We run a KNN classification our 5 features using k=1, 3, 5, 7, 10, and 100.
#load package
library(magrittr) # needs to be run every time you start R and want to use %>%
library(dplyr)
##
## Attaching package: 'dplyr'
## The following object is masked from 'package:randomForest':
##
## combine
## The following objects are masked from 'package:stats':
##
## filter, lag
## The following objects are masked from 'package:base':
##
## intersect, setdiff, setequal, union
library(class)
# standardize all quantitative predictors so they have mean 0 and standard deviation of 1
# scale Term and DisbursementGross
standardized.X = data.frame(scale(Ourdata[ , -c(1, 2, 4, 6)]))
summary(standardized.X)
## Term DisbursementGross
## Min. :-1.407 Min. :-0.55
## 1st Qu.:-0.563 1st Qu.:-0.47
## Median : 0.039 Median :-0.35
## Mean : 0.000 Mean : 0.00
## 3rd Qu.: 0.039 3rd Qu.:-0.02
## Max. : 7.664 Max. :40.43
unstandardized.X = data.frame(Ourdata[, -c(3, 5)])
combined.X = cbind(unstandardized.X, standardized.X)
summary(combined.X)
## State BankState FranchiseCode MIS_Status
## CA : 47581 NC : 52293 Min. :0.000 CHGOFF: 92573
## NY : 28483 IL : 36214 1st Qu.:0.000 P I F :255476
## TX : 21227 CA : 34245 Median :0.000
## FL : 19707 RI : 32949 Mean :0.499
## PA : 15594 OH : 29566 3rd Qu.:1.000
## OH : 14999 VA : 17980 Max. :1.000
## (Other):200458 (Other):144802
## Term DisbursementGross
## Min. :-1.407 Min. :-0.55
## 1st Qu.:-0.563 1st Qu.:-0.47
## Median : 0.039 Median :-0.35
## Mean : 0.000 Mean : 0.00
## 3rd Qu.: 0.039 3rd Qu.:-0.02
## Max. : 7.664 Max. :40.43
##
# Convert factor predictors into numerics to be used in KNN classification
combined.X$State = as.integer(combined.X$State)
combined.X$BankState = as.integer(combined.X$BankState)
# use 20% of data for test set
test.X = combined.X[, -4] %>% slice(1:69609)
train.X = combined.X[, -4] %>% slice(69610:348049)
test.Y = combined.X$MIS_Status[1:69609]
train.Y = combined.X$MIS_Status[69610:348049]
# First attempt with K = 1
set.seed(1)
knn_pred = knn(train.X, test.X, train.Y, k = 1)
k_1_error_rate = mean(test.Y != knn_pred) # KNN error rate
print(k_1_error_rate)
## [1] 0.103
table(knn_pred, test.Y)
## test.Y
## knn_pred CHGOFF P I F
## CHGOFF 18034 3171
## P I F 3997 44407
# Second Attempt with K = 3
set.seed(2)
knn_pred = knn(train.X, test.X, train.Y, k = 3)

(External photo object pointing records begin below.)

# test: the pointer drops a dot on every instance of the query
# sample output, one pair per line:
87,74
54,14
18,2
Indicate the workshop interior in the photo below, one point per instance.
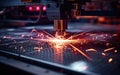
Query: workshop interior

k_3_error_rate = mean(test.Y != knn_pred) # KNN error rate
print(k_3_error_rate)
## [1] 0.09492
table(knn_pred, test.Y)
## test.Y
## knn_pred CHGOFF P I F
## CHGOFF 18200 2776
## P I F 3831 44802
# Third Attempt with K = 5
set.seed(3)
knn_pred = knn(train.X, test.X, train.Y, k = 5)
k_5_error_rate = mean(test.Y != knn_pred) # KNN error rate
print(k_5_error_rate)
## [1] 0.09259
table(knn_pred, test.Y)
## test.Y
## knn_pred CHGOFF P I F
## CHGOFF 18318 2732
## P I F 3713 44846
# Fourth Attempt with K = 7
set.seed(4)
knn_pred = knn(train.X, test.X, train.Y, k = 7)
k_7_error_rate = mean(test.Y != knn_pred) # KNN error rate
print(k_7_error_rate)
## [1] 0.08995
table(knn_pred, test.Y)
## test.Y
## knn_pred CHGOFF P I F
## CHGOFF 18354 2584
## P I F 3677 44994
# Fifth Attempt with K = 10
set.seed(5)
knn_pred = knn(train.X, test.X, train.Y, k = 10)
k_10_error_rate = mean(test.Y != knn_pred) # KNN error rate
print(k_10_error_rate)
## [1] 0.09686
table(knn_pred, test.Y)
## test.Y
## knn_pred CHGOFF P I F
## CHGOFF 18045 2756
## P I F 3986 44822
# Sixth Attempt with K = 100
set.seed(100)
knn_pred= knn(train.X, test.X, train.Y, k = 100)
k_100_error_rate = mean(test.Y != knn_pred) # KNN error rate
print(k_100_error_rate)
## [1] 0.1273
table(knn_pred, test.Y)
## test.Y
## knn_pred CHGOFF P I F
## CHGOFF 16488 3317
## P I F 5543 44261
The model with the best accuracy is k=7. The error rate is 0.08995.
The five features we found are most important in predicting loan status are “State”,“BankState”,“Term”,“FranchiseCode”,and “DisbursementGross”. Logistic Regression is more consistent with predicting loan status with average accuracy of 83%. KNN with k = 7 shows a lowest error rate of 0.08995.